In this detailed description of the giant’s body, Swift uses Gulliver’s disgust at the sight of the skin of the Brobdingnagians to support that, we too are quite as disgusting physically as are these giants, who, after all, do not seem disgusting to each other. Thus, it is only pour pride that deludes us into thinking that we are beautiful: if we see our actual physical beauty, which is ugliness we find that our pride has weak foundations.
Swift satirizes the ladies and their behavior in Gulliver’s account of the sexual play of the Brobdingnagian Maids of Honor. Gulliver is a great favorite of the Maids of Honor of the Queen’s court and one of their chief amusements is to strip the little man naked and lay him at full length on their breast, a practice, which disgusted him because of his extreme sensibility to the odors given off by even the cleanest Brobdingnagian flesh. He reflects that the most fastidious English ladies would smell as bad to a keen enough nose. In fact, Gulliver recalls that a Lilliputian friend of his once told him that he smelled bad on an occasion when he had exercised vigorously.
Gulliver is offended further that these Brobdingnagian girls dress and undress in front of him as if he is “a creature who had no sort of consequence.” He is far from delighted at the sight of their naked bodies and their bodies are in no way “a tempting sight” because of the defects magnified to his sight. Their physical sight is far from arousing any “emotions than those of horror and disgust” because their skins are “so coarse, and uneven, so variously colored.”
In Gulliver’s account of his disgusting experience with the Maids of Honor, Swift launches a swipe/ an attack at the moral behavior of the ladies of the English court. It represents, also, another attack on human pride; it is an attack based upon the feelings of disgust Swift arouses in us at our own physicality. Seen closely, we are not far from beautiful; nor do we smell nice.
In the Gulliver’s conversation with the Master-Horse in Book-IV, Swift attacks the female frivolousness and laziness.

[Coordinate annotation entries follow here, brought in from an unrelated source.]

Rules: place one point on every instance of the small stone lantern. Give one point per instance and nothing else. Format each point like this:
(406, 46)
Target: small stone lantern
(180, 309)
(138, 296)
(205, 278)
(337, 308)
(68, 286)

Thus Gulliver tells the Houynhnm master that “this whole globe of earth must be at least three times gone round, before one of our better female Yahoos could get her breakfast on a cup to put it in.” Again the characteristic proneness of female to dressing and make-up is satirized in the same book. Gulliver inform the Horse master that the dressing of a man is the culmination of “the workmanship of a hundred tradesmen” but the number increases when a lady is at the center of the case of dressing – “and five time (i.e., five hundred tradesmen), the number to adorn my wife.”
Swift is not a misogynist; he does not despise the womankind rather he is simply presenting a witty exposure of the dirty habits and lack of good sense of certain types of women of his time. He does not attack the whole female race, rather those who ate full of vanity relating their physical beauty. He shows, in effect, that our physical beauty or physicality is not such an exquisite thing as we are prone to think it to be; it id far from an attractive thing.